The project provides to the traveling public restrooms, vending, cultural and historical exhibits, picnic areas, play areas, nature trails, and parking for weary drivers who travel along Interstate 10 that connects the west coast to the east coast. Travelers pass by in cars, vans, RVs, trucks and buses. The goal of the Texas Department of Transportation is to enhance highway safety by providing drivers and families with a welcoming and engaging place for rest and relief from the road fatigue.
• The land itself tells the story of West Texas.
• A substantive interpretation of landscape and geology –the pace drops highway speed of 80 mph to a stroll along nature trail, from distant mountains to tiny desert flowers.
• Shifted stone masses and borrow mountain views to focus long East/West vistas – a traveler’s origin and destination.
• Organically coursed native stone suggests geology of the region
• Organic folding roofs echo the horizon and floating clouds in the expansive sky.
• Wood plank floors audibly recall early frontier structures.
• Dry creek topographies drain the site, link picnic arbors and tell a desert eco-story.
• Folded plate corten steel arbors against a big sky interpret context form and color.
• Native desert plants fenced and protected during construction.
• Native plants to conserve water and do not require permanent irrigation.
• Passive solar orientation to reduce adverse heat gain and achieve ambience and transparency.
An interstate highway safety rest area along I-10 is derived of the geology, ecology, and cultural history of this desert region of West Texas at the eastern approach to the Davis Mountains. The project provides to the traveling public restrooms, vending, cultural and historical exhibits, picnic areas, children’s play areas, nature trails and parking for weary drivers of cars, vans, RVs, trucks and buses. Texas Department of Transportation’s goal for the project is to enhance highway safety by providing drivers and families with engaging rest and relief from the fatigue of the road.
This design provides essential travel amenities via a substantive interpretation of the region. The core inspiration is the land itself, the big sky, and the many ways their beauty and stories are revealed – beauty that can be sensed at highway speed but only fully grasped on foot. From the intimate scale of tiny flowers peeking from dust and rock to the distant horizon scribed by layered mountains –the land is the story of past, present and future here.
Space and line in the exhibit area reinforce the east/west travel that is at the core of the project’s mission, while inviting pause from the 80 mph perspective to appreciate land and sky more intimately.

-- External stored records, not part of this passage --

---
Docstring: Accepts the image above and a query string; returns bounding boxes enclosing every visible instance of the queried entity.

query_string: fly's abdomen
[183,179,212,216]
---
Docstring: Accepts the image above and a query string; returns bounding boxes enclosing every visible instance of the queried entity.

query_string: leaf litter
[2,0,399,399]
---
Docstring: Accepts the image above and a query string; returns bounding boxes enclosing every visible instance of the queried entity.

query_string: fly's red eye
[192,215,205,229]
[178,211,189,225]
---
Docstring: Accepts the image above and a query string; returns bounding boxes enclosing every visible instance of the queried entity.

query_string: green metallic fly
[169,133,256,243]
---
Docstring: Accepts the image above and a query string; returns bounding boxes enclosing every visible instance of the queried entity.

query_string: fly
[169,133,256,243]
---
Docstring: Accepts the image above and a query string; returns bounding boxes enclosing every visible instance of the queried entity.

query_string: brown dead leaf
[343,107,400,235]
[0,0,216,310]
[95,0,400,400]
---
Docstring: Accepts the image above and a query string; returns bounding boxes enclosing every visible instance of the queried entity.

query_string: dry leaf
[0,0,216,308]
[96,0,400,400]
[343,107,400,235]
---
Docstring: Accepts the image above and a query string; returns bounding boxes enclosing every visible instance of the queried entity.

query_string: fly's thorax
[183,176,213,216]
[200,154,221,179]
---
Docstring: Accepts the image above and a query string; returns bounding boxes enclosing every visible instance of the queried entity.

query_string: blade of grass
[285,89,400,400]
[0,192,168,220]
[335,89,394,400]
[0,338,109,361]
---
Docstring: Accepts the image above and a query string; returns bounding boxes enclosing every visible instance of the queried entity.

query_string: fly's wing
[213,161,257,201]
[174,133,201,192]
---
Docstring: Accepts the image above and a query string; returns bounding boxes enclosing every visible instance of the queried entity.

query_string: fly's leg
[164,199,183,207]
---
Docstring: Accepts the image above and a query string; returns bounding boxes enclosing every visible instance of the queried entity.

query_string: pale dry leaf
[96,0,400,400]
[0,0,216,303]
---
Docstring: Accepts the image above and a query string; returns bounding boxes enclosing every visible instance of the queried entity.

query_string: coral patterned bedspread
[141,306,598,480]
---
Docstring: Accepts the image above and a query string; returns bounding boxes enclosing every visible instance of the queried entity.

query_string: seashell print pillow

Each building at 7,600 sq (one east-bound and one west-bound) is composed of two stone masses shifted to frame borrowed views of the mountain horizon and to focus through-views to the east and west – origin and destination. The geometry further provides beneficial passive solar orientation. Native stone is organically coursed to suggest the geology revealed in highway land cuts as topography rolls. The roof of gallery spaces randomly folds to echo the horizon. Wood plank floors give audible recall to early Texas frontier structures. Dry creeks carry rain water away from the buildings while connecting the Corten steel plate picnic shades with reminders of how water nourishes and carves the desert land. Native desert plants were fenced and protected during construction.